A la hora de los postres, me levanté, mostrándome altiva y fuerte. Se hizo el silencio en el comedor. Procuré que mi cansino estado de ánimo no se notase y que el temor no me embriagara a la hora de demostrar solemnidad en mis palabras. Un centenar de ojos expectantes se fijaron en mi figura.

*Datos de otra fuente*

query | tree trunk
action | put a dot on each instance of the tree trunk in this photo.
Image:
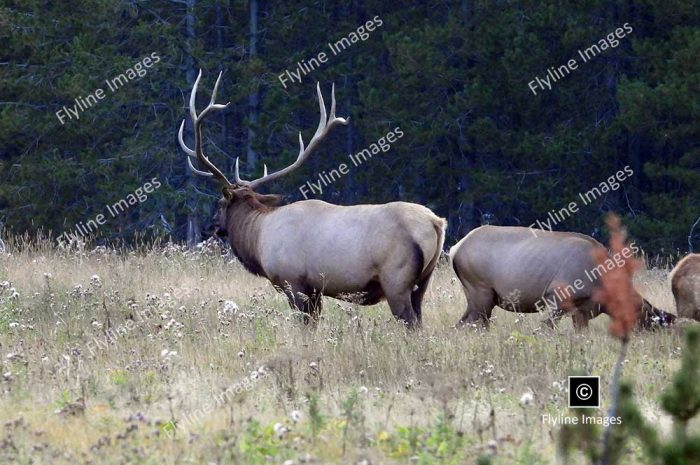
(252, 157)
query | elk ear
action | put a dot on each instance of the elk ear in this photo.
(269, 200)
(229, 193)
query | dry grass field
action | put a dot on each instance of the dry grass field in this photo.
(103, 353)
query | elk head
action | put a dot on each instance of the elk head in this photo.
(241, 195)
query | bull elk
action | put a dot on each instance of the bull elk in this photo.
(527, 271)
(309, 249)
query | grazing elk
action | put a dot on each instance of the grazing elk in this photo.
(528, 271)
(308, 249)
(685, 284)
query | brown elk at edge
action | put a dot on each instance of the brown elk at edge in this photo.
(308, 249)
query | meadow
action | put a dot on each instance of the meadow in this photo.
(167, 356)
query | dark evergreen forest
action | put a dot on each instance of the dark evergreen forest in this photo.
(499, 126)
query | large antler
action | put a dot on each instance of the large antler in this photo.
(197, 121)
(324, 127)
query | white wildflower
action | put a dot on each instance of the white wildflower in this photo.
(95, 281)
(280, 430)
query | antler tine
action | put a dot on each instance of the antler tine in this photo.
(193, 97)
(323, 120)
(332, 117)
(197, 120)
(324, 127)
(190, 153)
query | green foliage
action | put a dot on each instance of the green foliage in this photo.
(680, 400)
(453, 75)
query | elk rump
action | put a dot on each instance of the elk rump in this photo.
(526, 270)
(685, 284)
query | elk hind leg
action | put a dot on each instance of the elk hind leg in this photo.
(417, 296)
(480, 303)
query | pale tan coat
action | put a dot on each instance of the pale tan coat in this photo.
(685, 284)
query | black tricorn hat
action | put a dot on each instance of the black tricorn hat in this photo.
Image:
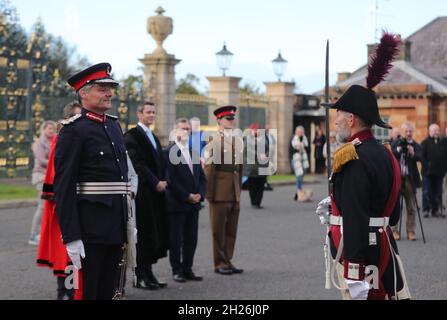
(362, 102)
(98, 73)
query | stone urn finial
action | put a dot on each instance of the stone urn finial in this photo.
(159, 27)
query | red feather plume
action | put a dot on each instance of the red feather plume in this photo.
(380, 63)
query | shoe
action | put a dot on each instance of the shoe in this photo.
(152, 278)
(192, 277)
(178, 278)
(34, 240)
(65, 295)
(236, 270)
(224, 271)
(144, 283)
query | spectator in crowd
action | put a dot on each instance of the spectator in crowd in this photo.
(185, 192)
(433, 170)
(196, 140)
(334, 145)
(300, 163)
(408, 152)
(395, 135)
(444, 185)
(319, 142)
(271, 139)
(41, 149)
(147, 157)
(256, 150)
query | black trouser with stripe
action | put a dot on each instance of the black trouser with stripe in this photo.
(183, 240)
(100, 270)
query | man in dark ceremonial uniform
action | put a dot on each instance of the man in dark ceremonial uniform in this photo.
(91, 186)
(364, 202)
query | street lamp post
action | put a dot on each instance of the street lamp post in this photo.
(224, 58)
(279, 66)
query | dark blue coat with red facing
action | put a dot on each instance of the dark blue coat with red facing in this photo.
(364, 187)
(90, 148)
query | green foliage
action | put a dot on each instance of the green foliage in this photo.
(187, 85)
(60, 58)
(13, 37)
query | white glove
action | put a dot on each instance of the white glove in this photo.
(324, 210)
(76, 251)
(358, 289)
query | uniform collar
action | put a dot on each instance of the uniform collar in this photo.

—Sólo os pido que rindáis nueve días de duelo por la muerte de vuestro rey Sancho. Yo rezaré por su ánima en el alcázar de esta ciudad antes de irme a Valladolid. Después, os ruego que me otorguéis otros cuarenta para reflexionar. Pasado el plazo, hablaremos. Mientras transcurre este tiempo no lleguéis a conjeturas erróneas. La decisión final sobre la tutoría del rey don Fernando durante su minoría será determinada muy pronto. Ya os adelanto que no somos débiles a pesar de nuestra apariencia. Muchos de vosotros ya me visteis obrar como diplomática, mujer guerrera y mujer de Estado. Como tal seguiré comportándome, incluso con más cautela y desconfianza que antes. Nunca olvidéis que yo tengo la guardia y custodia del rey. Como su madre que soy, cumpliré y velaré por su reino como lo he hecho por él mismo y por su vida.

Un murmullo me detuvo. Bebí un sorbo de vino de la copa y continué, mirando fijamente a cada uno de los presentes.

—A vos, don Diego López de Haro, espero que no se os ocurra recuperar el señorío de Vizcaya. Como espero también que el infante don Juan no se esté preparando para incordiar de nuevo. Cuentan que tiempo tuvo para preparar la ofensiva en tierra de moros mientras don Sancho agonizó. Sé, además, que mi suegra, doña Violante, aprovecha la muerte de Sancho para defender y fomentar el liderazgo de sus nietos, los infantes de la Cerda. ¿Quién más me traicionará?

No pude evitarlo. Miré de reojo al infante don Enrique, que, achacoso como estaba, salía de la estancia en silencio con el ceño fruncido. Los pensamientos tergiversados de unos y otros armaban un revuelo sordo que todos escuchábamos. Como una manada de lobos hambrientos, los ansiosos nos acechaban creyéndonos corderos. En defensa de los derechos de mi hijo Fernando, rey de Castilla y León, yo me encargaría de convertir sus ambiciosos sueños en pesadillas.